I was sad to see it happen, but I didn’t do anything about it. What could I do? It looked alive, but I couldn’t be sure. And what good would stopping the car do? I figured it would be dead by the time I got home.
As I unloaded the groceries, I noticed the dragonfly was very much alive. It was flailing to escape from the wiper’s grasp.
“Kris,” I called. “I need you to do something for me.”
“What is it?” she asked.
“There’s a dragonfly under the wipers. It’s still alive, and I can’t bear to look at it. Can you take care of it?”
I know this is a reversal from typical gender roles, but that’s how it is in our house. Kris deals with death and destruction all day long. I write about the psychology of money.

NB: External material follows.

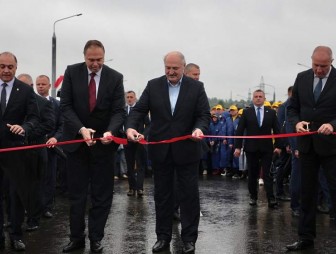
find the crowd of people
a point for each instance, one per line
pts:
(94, 108)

I’m the sensitive one; Kris is matter of fact. Killing insects is her province (though I’m responsible for spiders.)
She carefully freed the dragonfly and held it in her hand. “One of its wings is broken,” she said.
“What should we do?” I asked. She gave me a look as if to say that I shouldn’t be such a baby.
“Don’t worry about it,” she said. “It’s just a dragonfly.” She hung it from a clerodendron blossom. I tried to ingore the thing as I went about my business, but I couldn’t. I found its plight heartbreaking. I stood by and watched it closely for several minutes.
The dragonfly was beautiful, a sort of crystal blue with deep liquid eyes and lace-like wings. It was conscious and active. It gesticulated with its forelegs, it rotated its head, it vibrated its wings.
Eventually, it made a futile attempt to fly, but merely swooped to the grass. The dragonfly could walk just fine, but could not take to the air.
A part of me knows that it’s ridiculous to be so concerned about an insect. Eventually, I had to leave. I don’t want to know how this creature’s story ends. Its destiny seems clear enough. It’s a shame that something so beautiful cannot live forever.
Postscript: Now I know how this dragonfly’s story ends. Simon finds it and eats it. Alas, poor dragonfly.